Asynchronous DNS lookups with glibc (01 Jun 2005)
This is very poorly documented, but glibc can do DNS lookups asynchronously. You can get the original design document here, but it's a bit verbose.
Firstly, this is glibc specific and you need to link against libanl. The headers you'll need are netdb.h and signal.h
The core function is getaddrinfo_a which takes four arguments:
int getaddrinfo_a(int mode, struct gaicb *list[], int ent, struct sigevent *);
The mode is either GAI_NOWAIT or GAI_WAIT. Since you're trying to do asynchronous lookups you'll want GAI_NOWAIT. A gaicb looks like:
struct gaicb { const char *ar_name; const char *ar_service; const struct addrinfo *ar_request; struct addrinfo *ar_result; };
You should see the manpage for getaddrinfo for details of those fields. In short, set ar_name to the hostname, ar_service, ar_request and ar_result to NULL.
So, getaddrinfo_a takes a pointer to a list of those structures and ent is the number of entries in that list. The final argument tells glibc how you want to be informed about the result. A sigevent structure looks like:
strict sigevent { sigval_t sigev_value; int sigev_signo; int sigev_notify; void (*sigev_notify_function) (sigval_t); pthread_addr_t *sigev_notify_attributes; };
So you can either ignore the notification (set sigev_notify to SIGEV_NONE), get a signal (set sigev_notify to SIGEV_SIGNAL) or request a callback in a new thread (set SIGEV_THREAD).
Hopefully the rest of the values are fairly obvious in light of that. If you want the sigev_value to be passed to a signal handler you'll need to register the handler with the SA_SIGINFO flag to sigaction. Also remember that the realtime signals (SIGRTMIN+0 to SIGRTMIN+31) are free for user-defined uses.
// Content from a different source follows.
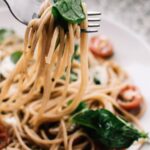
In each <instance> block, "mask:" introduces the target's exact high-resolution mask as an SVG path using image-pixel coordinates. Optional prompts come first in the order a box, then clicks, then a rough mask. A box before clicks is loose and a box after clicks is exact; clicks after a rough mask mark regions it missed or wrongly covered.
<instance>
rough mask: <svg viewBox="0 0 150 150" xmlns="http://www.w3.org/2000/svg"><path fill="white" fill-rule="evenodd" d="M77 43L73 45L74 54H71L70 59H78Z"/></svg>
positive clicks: (79, 55) (78, 54)
mask: <svg viewBox="0 0 150 150" xmlns="http://www.w3.org/2000/svg"><path fill="white" fill-rule="evenodd" d="M78 49H79V45H78V44H75V46H74V54H73V56H72V61H73V60H74V59H75V60H77V61H80V55H79V54H78Z"/></svg>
When you get notified (or, indeed, at any time) you can call int gai_error(struct gaicb *) which will return 0 if the request is ready. A return value other than EAI_INPROGRESS is an error code which you can find as EAI_* in netdb.h. Once you know that a request has completed you can get the result from the ar_result member. And you will remember to call freeaddrinfo won't you?